Third, they come highly recommended. Early on, Jay and I learned to use scarcity in our asks. We rarely ask for intros to more than 2-3 companies in an ecosystem and give very specific guidelines for what we are looking for. Usually, the same founder or two will emerge. In the Ross Baird / Village Capital model, founders know real founders. The local tech darling isn’t usually the best company.
Ezra Galston is a fantastic example of this. We asked for the best early stage venture capitalist in Chicago and three separate people recommended Ezra. In a world where your reputation matters, and matters a lot, those kind of people are who we aspire to talk to and who we aspire to be.
My favorite song by The Head and the Heart is called Library Magic. It’s a song about being inspired by those who live the lyrics they create. It’s a song about living your lyrics.
In this last year, Jay and I have created a library of over 60 episodes of founders, venture capitalists, and community builders who eat, sleep, and breathe their mission. It’s inspiring. It’s eye-opening, And, it’s humbling that they spend time away from their mission with us. We constantly feel the warm embrace of Library Magic whispering through the dusty aisles.
On a note looking towards the future, Nassim Nicholas Taleb says that the unread books in a library are more valuable than the read books. Those unread books present opportunity, potential growth, and new learning.
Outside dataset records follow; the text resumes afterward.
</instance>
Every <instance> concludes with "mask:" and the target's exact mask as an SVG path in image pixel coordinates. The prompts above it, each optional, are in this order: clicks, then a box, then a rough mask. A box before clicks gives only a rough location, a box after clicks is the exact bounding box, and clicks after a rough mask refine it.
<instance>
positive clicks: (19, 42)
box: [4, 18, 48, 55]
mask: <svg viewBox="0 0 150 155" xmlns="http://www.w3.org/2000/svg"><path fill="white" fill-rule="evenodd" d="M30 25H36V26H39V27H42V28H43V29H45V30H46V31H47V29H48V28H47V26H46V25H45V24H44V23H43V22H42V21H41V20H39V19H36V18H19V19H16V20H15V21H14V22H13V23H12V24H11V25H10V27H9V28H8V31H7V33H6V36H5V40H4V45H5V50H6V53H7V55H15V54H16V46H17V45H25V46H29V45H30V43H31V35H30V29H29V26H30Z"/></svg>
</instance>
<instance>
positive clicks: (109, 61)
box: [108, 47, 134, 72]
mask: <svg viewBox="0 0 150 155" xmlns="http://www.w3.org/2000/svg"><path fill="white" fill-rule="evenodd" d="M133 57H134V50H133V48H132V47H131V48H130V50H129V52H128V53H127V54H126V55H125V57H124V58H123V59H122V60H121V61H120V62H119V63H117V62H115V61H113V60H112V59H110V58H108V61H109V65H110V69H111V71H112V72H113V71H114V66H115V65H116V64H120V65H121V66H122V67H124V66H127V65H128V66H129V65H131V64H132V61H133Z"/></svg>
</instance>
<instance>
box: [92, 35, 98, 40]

I cannot wait to find new books and pull them into our ever growing upside library.
Thank you to everyone who has listened thus far, our fortitude would be immensely challenged without you. Thank you to our first sponsor, Taft, who took a gamble on us and a crazy non-traditional idea for sponsorship. Thank you to Nathan, without whom we would be still be podcast tadpoles. And, finally but most importantly, thank you to everyone who has been on the show - featured guests, insight guests, guest hosts - you have helped us in ways untold.
Looking forward to another year of Library Magic.